In the middle of the 18th century, the first chocolate shops opened in France, where everyone could enjoy their favorite drink. By 1798, there were already about 500 such establishments in Paris. And in England, the famous Chocolate Houses became so popular that they even overshadowed tea and coffee shops.

Until the beginning of the 19th century, chocolate was consumed only as a drink. For a long time people could not get pure cocoa butter, which made the chocolate bar keep its shape, but in the end they succeeded. This merit belongs to the Swiss Francois Louis Cayeux, who in 1819 created the world's first bar of hard chocolate. A year after this event, a chocolate factory for its production was built near Vivi.

Soon, such chocolate enterprises began to open throughout Europe (for example, Fry and Sons became widely known in England) . Year after year, experts improved manufacturing techniques and changed the recipe for hard chocolate. Nuts, candied fruits, various sweets, wine and even beer began to be added to it.
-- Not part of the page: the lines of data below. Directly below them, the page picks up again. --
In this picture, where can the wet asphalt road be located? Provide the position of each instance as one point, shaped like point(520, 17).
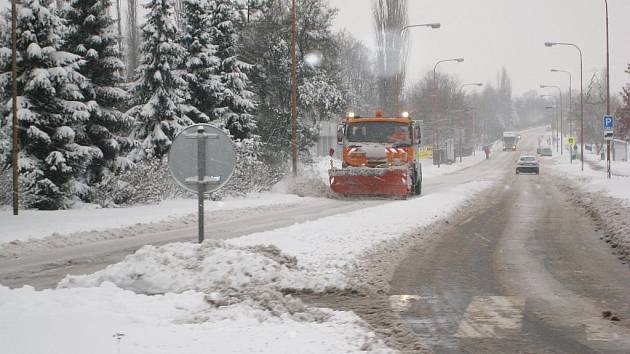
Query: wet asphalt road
point(524, 272)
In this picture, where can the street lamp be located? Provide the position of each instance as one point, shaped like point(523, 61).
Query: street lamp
point(551, 44)
point(14, 120)
point(450, 121)
point(570, 89)
point(561, 119)
point(556, 115)
point(607, 90)
point(398, 81)
point(294, 112)
point(459, 60)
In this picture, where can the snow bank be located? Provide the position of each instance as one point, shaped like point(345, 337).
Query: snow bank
point(85, 320)
point(327, 249)
point(606, 200)
point(213, 266)
point(312, 179)
point(37, 224)
point(593, 179)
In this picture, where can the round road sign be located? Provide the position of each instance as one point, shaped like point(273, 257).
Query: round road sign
point(219, 156)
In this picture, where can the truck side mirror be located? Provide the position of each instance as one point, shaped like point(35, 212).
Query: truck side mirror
point(417, 133)
point(340, 133)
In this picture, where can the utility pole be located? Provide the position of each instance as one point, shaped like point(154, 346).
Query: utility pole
point(14, 121)
point(293, 89)
point(607, 90)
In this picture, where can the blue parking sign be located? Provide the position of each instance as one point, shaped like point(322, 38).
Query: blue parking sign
point(609, 123)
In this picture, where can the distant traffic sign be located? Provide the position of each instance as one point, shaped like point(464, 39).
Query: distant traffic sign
point(219, 158)
point(609, 127)
point(609, 123)
point(210, 170)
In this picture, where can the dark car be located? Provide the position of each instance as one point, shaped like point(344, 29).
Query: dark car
point(546, 152)
point(528, 164)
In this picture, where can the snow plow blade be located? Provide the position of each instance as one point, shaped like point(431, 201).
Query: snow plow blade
point(370, 181)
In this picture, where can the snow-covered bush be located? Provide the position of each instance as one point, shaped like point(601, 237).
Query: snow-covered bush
point(147, 182)
point(251, 174)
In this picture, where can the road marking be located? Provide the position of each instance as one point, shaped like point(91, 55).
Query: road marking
point(491, 316)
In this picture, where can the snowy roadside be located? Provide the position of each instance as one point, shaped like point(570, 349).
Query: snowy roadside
point(606, 200)
point(35, 230)
point(226, 295)
point(313, 256)
point(84, 320)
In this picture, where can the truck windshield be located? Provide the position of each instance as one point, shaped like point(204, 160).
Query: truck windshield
point(379, 132)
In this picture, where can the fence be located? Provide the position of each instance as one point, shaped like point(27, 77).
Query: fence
point(619, 150)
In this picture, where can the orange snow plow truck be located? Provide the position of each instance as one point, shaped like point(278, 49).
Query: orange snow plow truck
point(380, 157)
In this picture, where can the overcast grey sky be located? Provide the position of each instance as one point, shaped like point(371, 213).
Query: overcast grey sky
point(490, 34)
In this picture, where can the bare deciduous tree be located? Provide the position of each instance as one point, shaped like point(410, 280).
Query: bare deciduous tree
point(390, 17)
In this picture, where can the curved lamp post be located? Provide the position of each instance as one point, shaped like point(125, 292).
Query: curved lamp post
point(398, 83)
point(551, 44)
point(459, 60)
point(558, 138)
point(556, 112)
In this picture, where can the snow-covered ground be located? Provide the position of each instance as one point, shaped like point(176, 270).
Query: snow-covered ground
point(595, 180)
point(429, 170)
point(84, 320)
point(37, 224)
point(221, 295)
point(606, 200)
point(325, 250)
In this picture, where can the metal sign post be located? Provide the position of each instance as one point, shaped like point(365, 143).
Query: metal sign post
point(609, 128)
point(215, 155)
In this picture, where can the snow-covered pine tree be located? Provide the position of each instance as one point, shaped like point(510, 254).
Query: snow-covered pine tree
point(202, 66)
point(50, 106)
point(237, 102)
point(91, 35)
point(160, 93)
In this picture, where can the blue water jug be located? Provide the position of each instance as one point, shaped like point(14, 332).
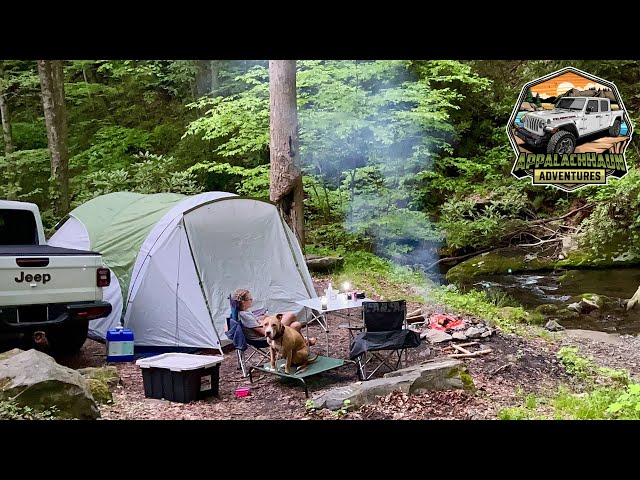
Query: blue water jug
point(119, 345)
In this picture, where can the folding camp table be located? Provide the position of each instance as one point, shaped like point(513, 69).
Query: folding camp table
point(333, 305)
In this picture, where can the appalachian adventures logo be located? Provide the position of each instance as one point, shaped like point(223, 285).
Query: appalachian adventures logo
point(569, 129)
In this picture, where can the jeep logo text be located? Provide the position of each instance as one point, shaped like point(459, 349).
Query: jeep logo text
point(44, 278)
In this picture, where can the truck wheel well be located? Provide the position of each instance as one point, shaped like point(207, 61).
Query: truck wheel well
point(571, 129)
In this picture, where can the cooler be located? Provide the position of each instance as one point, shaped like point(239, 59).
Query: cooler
point(119, 345)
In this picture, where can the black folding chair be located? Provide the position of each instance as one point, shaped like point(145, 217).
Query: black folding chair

Another turning point in the history of chocolate came in 1875, when Swiss Peter Daniel invented a fundamentally new kind of milk. The component necessary for its manufacture, milk powder, was supplied to Peter by another well-known Swiss entrepreneur, Henri Nestle. The latter, obviously, having appreciated all the advantages of the confectionery industry, at the beginning of the 20th century began to produce hard chocolate under his brand, made according to the recipe of Peter and Kohler. And by 1929, Nestle, having teamed up with Peter, Kohler and Kaye, became the largest producer of the famous Swiss chocolate.

On May 1, 1931 the first production building of the Kommunarka mechanized factory was opened, one of the oldest confectionery in the former Soviet Union.